Report Finds School Segregation on the Rise

     (CN) — More than six decades after Brown v. Board of Education, a nonpartisan watchdog agency found that K-12 public schools are increasingly segregated by race and class.
     The U.S. General Accountability Office (GAO) report found that public schools have become increasingly isolated for black and Hispanic students, and many of these segregated schools fail to provide these students with the same academic opportunities. At the same time, disciplinary actions are much higher at these schools.
     “Our work shows that disparities in education persist and are particularly acute among schools with the highest concentrations of minority and poor students,” analysts concluded. “Further, black and Hispanic students are increasingly attending high-poverty schools where they face multiple disparities, including less access to academic offerings.”
     U.S. Reps. Robert Scott, D-Va., John Conyers, D-Mich., and former Rep. George Miller, D-Calif., requested the report back in 2014 on the 60th anniversary of the landmark school desegregation case.
     The report released Tuesday, on the ruling’s 62nd anniversary, analyzed U.S. Department of Education and Department of Justice data from 2000 through 2014.
     It found that the number of schools that had high percentages of poor and black and Hispanic students increased from 9 to 16 percent.
     In addition, public schools that were high poverty and comprised of mostly black or Hispanic students — a criterion defined in the report as “H/PBH” — represented 16 percent of all K-12 public schools and 61 percent of all high-poverty schools.
     The number of schools with the worst rates of racial isolation has grown by 143 percent since 2001, the GAO found. Hispanic students tend to be “triply segregated” by race, income and language, according to the report. They are also the largest minority group in K-12 public schools.

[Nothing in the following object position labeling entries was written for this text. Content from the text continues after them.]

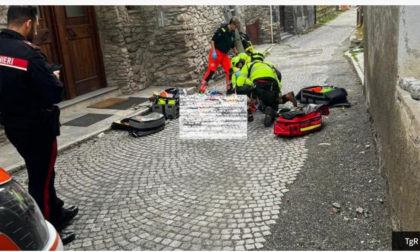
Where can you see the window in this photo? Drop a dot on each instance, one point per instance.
(75, 11)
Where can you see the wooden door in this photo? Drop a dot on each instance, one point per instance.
(253, 32)
(46, 38)
(80, 49)
(282, 17)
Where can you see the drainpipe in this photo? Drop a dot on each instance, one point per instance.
(271, 15)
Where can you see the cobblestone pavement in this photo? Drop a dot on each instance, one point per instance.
(307, 59)
(158, 192)
(161, 193)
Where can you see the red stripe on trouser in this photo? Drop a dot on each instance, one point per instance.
(47, 181)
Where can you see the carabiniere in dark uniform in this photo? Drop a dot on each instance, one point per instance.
(28, 91)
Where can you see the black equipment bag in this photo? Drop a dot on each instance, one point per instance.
(141, 125)
(335, 97)
(168, 106)
(148, 124)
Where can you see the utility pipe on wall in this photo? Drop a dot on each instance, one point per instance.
(271, 16)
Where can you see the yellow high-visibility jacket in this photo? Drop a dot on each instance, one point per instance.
(259, 70)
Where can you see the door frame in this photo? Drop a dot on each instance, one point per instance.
(59, 26)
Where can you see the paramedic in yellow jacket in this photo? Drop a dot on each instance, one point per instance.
(263, 77)
(237, 63)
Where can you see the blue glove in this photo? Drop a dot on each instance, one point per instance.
(214, 55)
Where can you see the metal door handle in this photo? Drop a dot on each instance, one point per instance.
(46, 35)
(71, 32)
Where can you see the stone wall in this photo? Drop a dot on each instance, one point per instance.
(289, 19)
(111, 24)
(262, 13)
(3, 22)
(137, 53)
(299, 18)
(173, 55)
(391, 40)
(3, 16)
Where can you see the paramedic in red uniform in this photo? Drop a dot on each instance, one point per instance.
(28, 91)
(223, 40)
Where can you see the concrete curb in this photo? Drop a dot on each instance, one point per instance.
(21, 165)
(359, 71)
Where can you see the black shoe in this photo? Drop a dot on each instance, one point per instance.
(268, 120)
(67, 237)
(250, 116)
(67, 214)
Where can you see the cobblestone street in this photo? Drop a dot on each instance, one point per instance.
(161, 193)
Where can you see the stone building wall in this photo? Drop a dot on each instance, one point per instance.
(391, 47)
(262, 13)
(3, 16)
(137, 53)
(175, 54)
(118, 71)
(289, 19)
(299, 18)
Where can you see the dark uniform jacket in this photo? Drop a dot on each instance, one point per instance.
(28, 86)
(224, 39)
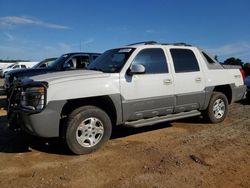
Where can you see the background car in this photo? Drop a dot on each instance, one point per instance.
(247, 83)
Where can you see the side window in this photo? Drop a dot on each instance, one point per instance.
(83, 62)
(153, 60)
(209, 59)
(184, 60)
(94, 57)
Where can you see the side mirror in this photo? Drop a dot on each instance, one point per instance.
(67, 66)
(137, 69)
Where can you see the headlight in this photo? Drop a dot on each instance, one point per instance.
(33, 98)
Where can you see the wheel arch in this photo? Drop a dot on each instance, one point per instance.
(111, 104)
(226, 90)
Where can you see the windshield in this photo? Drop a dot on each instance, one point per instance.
(111, 61)
(10, 66)
(58, 62)
(44, 64)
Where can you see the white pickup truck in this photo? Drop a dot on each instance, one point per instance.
(136, 85)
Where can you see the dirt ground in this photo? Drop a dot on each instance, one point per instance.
(186, 153)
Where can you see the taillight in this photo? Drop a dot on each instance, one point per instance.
(242, 74)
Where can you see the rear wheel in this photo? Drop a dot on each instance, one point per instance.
(88, 128)
(218, 108)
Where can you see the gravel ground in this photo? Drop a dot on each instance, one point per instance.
(185, 153)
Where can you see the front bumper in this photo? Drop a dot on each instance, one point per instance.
(43, 124)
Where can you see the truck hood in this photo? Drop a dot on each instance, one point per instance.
(64, 76)
(28, 72)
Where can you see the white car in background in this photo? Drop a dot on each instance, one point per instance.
(247, 83)
(19, 65)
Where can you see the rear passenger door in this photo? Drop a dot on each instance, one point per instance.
(189, 86)
(151, 93)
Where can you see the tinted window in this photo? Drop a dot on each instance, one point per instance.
(184, 60)
(112, 60)
(153, 60)
(95, 56)
(16, 67)
(209, 59)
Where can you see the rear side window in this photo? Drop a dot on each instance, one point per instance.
(184, 60)
(153, 60)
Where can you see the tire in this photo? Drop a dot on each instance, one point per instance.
(248, 95)
(218, 108)
(87, 129)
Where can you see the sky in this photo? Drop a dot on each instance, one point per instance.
(39, 29)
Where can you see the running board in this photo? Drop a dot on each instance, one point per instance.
(160, 119)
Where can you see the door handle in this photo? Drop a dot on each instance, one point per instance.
(167, 81)
(198, 79)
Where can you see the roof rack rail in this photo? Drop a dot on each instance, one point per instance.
(144, 42)
(177, 44)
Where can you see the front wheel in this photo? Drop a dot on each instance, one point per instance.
(218, 108)
(88, 128)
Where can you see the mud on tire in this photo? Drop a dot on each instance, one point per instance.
(218, 108)
(87, 129)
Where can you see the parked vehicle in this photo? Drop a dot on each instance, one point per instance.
(69, 61)
(247, 83)
(44, 63)
(19, 65)
(136, 85)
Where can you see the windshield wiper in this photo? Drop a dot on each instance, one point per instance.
(96, 69)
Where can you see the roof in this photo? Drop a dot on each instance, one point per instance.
(156, 43)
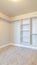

     The report also found that “schools that were highly isolated by poverty and race generally had fewer resources and disproportionately more disciplinary actions than other schools.”
     At the same time segregation increased, so did the number of charter and magnet schools. The share of charter schools serving this population increased from 3 to 13 percent over the past 14 years. The share of H/PBH magnet schools also increased from 3 to 5 percent. The number of traditional schools over the same period of time decreased from 94 percent to 81 percent.
     The GAO recommended that the Department of Education more routinely analyze its data by “school groupings and types of schools across key elements to further explore and understand issues and patterns of disparities.” It further recommended that the Department of Justice monitor and enforce open federal school desegregation cases where Justice is a party to the litigation.
     According to Justice Department officials interviewed for the GAO report, as of November 2015 there were 178 of these cases.
     “Justice officials told us they routinely work with districts (and other parties to the desegregation case) to close out those cases where the school district has met its statutory and Constitutional duty to desegregate,” the report states. (Parentheses in original.)
     Conyers, the top ranking Democrat on the Judiciary Committee, said the report confirms what has been feared for a long time.
     “There simply can be no excuse for allowing educational apartheid in the 21st century,” Conyers said in a press release. “Congress and the federal government, as well as state and local agencies, must ensure all children receive access to equal education at all publicly funded schools.”
     In the same press release, Scott added that the report confirms “our nation’s schools are, in fact, largely segregated by race and class.”
     “What’s more troubling, is that segregation in public K12 schools isn’t getting better; it’s getting worse, and getting worse quickly, with more than 20 million students of color now attending racially and socioeconomically isolated public schools,” Scott said. “This report is a national call to action, and I intend to ensure Congress is part of the solution.”
     Conyers and Scott introduced the Equity and Inclusion Enforcement Act in response to the report. It would allow individual civil action in education cases involving disparate impact.